The amendment codifies a couple provisions of Illinois common law that had been clarified previously in the courts. One says that non-competes or non-solicits can only apply to employees who have been with the employer for at least two years, and/or received a bonus, promotion or similar considerations. The other instructs courts to consider what constitutes an employer’s “legitimate business interest” on a case by case basis, accounting for any and all circumstances that could be relevant to the determination and not deciding solely upon one.
If the parties involved have agreed to allow courts to modify their covenants based on fairness, good faith and reasonableness, courts are granted that discretion in the amendment—another erstwhile common law feature known as the “blue pencil doctrine.” Small businesses probably should include a clause in non-competes and non-solicits granting this authority to the judicial system.
Other provisions in the amendment variously require that: employers give employees at least 14 days to review a covenant prior to signing and instruct them that they can meet with an attorney first; attorney’s fees are paid to any employee prevailing over an employer who files a civil action or arbitration to enforce a covenant; and that the Illinois Attorney General consider investigating “pattern or practice” violations by employers. The latter can lead to civil penalties of up to $5,000 per first violation and $10,000 per repeat violation within five years.

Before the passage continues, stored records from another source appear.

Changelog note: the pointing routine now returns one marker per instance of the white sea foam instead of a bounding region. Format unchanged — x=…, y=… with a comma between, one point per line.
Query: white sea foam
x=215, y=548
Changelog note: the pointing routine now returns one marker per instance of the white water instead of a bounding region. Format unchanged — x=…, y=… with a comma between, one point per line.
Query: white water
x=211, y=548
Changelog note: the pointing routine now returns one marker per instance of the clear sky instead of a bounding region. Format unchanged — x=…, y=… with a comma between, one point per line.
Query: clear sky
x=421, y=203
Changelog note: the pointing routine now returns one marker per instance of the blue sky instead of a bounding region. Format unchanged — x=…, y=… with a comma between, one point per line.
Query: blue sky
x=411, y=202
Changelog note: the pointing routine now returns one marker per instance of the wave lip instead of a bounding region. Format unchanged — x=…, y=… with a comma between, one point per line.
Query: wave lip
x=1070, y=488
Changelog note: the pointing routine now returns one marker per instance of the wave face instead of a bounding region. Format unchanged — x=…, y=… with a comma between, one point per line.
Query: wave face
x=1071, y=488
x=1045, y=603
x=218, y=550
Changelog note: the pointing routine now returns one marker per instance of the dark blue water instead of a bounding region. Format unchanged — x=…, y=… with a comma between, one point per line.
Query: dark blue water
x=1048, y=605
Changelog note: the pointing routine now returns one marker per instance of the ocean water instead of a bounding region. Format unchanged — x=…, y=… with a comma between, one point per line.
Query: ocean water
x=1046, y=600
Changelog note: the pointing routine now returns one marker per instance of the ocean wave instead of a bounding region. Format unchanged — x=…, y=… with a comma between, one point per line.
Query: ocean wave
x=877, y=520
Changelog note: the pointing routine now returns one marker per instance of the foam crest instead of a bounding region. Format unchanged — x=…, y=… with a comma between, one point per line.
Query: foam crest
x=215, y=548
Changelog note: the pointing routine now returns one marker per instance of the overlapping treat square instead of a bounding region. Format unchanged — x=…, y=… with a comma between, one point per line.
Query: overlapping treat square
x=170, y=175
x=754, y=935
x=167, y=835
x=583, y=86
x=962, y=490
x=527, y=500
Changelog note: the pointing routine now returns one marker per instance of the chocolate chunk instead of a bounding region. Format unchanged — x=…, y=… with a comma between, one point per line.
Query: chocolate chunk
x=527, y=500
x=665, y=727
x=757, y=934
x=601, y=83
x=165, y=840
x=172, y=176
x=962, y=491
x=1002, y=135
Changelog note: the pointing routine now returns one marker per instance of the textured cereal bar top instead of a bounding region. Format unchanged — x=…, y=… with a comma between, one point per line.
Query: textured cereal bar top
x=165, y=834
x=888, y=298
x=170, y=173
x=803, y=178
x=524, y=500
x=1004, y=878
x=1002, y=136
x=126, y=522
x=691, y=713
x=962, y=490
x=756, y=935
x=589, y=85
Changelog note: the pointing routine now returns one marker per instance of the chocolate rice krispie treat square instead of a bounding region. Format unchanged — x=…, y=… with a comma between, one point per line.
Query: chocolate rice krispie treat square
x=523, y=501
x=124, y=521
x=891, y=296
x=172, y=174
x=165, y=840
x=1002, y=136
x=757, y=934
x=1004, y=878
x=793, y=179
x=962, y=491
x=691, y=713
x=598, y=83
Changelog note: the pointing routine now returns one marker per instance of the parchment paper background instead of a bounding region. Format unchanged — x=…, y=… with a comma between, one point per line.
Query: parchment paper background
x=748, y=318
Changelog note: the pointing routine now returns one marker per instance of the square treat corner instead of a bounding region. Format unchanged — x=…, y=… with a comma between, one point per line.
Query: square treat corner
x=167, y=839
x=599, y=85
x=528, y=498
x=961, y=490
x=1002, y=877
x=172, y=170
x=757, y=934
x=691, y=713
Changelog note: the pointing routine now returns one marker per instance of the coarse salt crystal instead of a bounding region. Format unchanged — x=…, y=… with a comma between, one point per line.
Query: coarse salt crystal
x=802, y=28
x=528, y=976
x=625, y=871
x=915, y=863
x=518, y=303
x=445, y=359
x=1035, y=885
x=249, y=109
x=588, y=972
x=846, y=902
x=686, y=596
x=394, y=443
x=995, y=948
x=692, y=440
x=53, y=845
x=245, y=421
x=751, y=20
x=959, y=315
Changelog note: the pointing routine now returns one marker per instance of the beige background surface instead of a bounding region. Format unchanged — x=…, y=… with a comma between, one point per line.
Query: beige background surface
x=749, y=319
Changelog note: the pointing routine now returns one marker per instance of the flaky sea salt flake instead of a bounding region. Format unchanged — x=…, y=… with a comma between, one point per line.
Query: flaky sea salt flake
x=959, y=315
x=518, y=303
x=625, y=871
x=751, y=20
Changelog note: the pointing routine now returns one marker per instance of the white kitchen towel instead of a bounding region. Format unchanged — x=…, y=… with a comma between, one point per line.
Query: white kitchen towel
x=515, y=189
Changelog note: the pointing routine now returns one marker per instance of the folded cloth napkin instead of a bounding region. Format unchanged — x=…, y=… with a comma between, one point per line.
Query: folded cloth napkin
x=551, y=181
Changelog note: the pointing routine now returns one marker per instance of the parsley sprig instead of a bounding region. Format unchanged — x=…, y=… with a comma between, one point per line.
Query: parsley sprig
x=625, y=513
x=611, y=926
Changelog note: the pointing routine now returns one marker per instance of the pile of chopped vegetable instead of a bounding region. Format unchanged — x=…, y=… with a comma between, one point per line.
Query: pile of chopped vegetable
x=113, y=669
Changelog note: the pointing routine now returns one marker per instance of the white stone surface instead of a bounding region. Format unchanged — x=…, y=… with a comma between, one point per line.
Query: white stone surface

Ultimately, restrictive covenants need to strike a balance between protecting employers’ interests and breaching the always-subjective boundaries of what a court might consider unreasonable. Courts will need to see a sound basis for imposing the covenant that fits with the nature and scope of the business and does not come across as arbitrary. Ideally, however, you won’t end up in court in the first place. Bottom line for employers: If you need to use restrictive contracts to protect your business and trade secrets, you should have your attorneys review the agreements.